Auch die Grünen sind ob der Berichte über die Internetüberwachung besorgt und verwiesen auf das europäische Datenschutzabkommen. Da liefen die Verhandlungen momentan "sehr, sehr zäh", sagte die EU-Abgeordnete Eva Lichtenberger. "Solange die EU keine eigene Cloud-Infrastruktur hat und die Server in den USA stehen, wird sich das nicht verbessern", meinte sie. Der fraktionsfreie EU-Abgeordnete Martin Ehrenhauser forderte eine Untersuchung sowohl durch das EU-Parlament als auch die Kommission. Er bezeichnete es auch als "Schande, dass sich die EU-Außenministerin Catherine Ashton bis dato noch nicht zu diesem Skandal geäußert hat".
Die Zeitungen "Guardian" und "Washington Post" berichteten auf Basis von Snowdens Informationen, der US-Geheimdienst NSA sammle und analysiere massenhaft Nutzer-Daten von Unternehmen wie Google, Yahoo, Microsoft, Apple oder Facebook. Die Internet-Dienste bestreiten allerdings, Behörden einen direkten Zugang zu ihren Servern zu gewähren.

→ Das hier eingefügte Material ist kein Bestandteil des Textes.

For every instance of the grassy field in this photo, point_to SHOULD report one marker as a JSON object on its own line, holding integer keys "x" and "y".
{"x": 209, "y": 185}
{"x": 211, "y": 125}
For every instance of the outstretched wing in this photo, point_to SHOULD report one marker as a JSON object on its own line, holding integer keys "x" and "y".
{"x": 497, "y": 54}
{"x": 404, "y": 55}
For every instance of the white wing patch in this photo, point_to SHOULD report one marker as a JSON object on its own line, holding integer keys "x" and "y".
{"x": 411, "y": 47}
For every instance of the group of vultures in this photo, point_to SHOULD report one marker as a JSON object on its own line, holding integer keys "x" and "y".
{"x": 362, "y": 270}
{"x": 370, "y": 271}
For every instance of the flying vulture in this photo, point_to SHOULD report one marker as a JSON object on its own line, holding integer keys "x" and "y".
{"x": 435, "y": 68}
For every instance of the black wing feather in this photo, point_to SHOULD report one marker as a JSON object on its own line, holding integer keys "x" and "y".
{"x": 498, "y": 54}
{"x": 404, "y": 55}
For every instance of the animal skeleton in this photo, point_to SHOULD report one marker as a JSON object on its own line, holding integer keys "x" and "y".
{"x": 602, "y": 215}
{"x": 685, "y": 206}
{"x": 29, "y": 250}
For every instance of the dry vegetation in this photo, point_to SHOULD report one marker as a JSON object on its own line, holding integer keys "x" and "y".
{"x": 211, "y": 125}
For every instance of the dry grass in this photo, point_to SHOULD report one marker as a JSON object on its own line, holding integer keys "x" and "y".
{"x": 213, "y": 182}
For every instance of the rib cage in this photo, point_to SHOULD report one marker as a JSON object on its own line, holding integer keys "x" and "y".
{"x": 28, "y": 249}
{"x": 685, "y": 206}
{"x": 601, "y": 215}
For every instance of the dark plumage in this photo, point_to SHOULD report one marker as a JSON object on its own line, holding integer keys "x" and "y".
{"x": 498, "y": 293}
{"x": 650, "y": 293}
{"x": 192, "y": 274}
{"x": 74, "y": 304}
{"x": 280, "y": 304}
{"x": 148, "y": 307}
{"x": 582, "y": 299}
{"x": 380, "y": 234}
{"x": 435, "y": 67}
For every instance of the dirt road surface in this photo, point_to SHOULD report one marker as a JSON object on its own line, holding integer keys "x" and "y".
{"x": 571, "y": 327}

Der republikanische US-Senator und einstige Präsidentschaftskandidat John McCain verteidigte das Programm mit dem Decknamen "PRISM". Allerdings mangle es an Transparenz, sagte er dem Fernsehsender "Phoenix". "Ich glaube, dieses Programm ist praktikabel und nützlich, aber das amerikanische Volk und unsere Partner sollten besser informiert werden."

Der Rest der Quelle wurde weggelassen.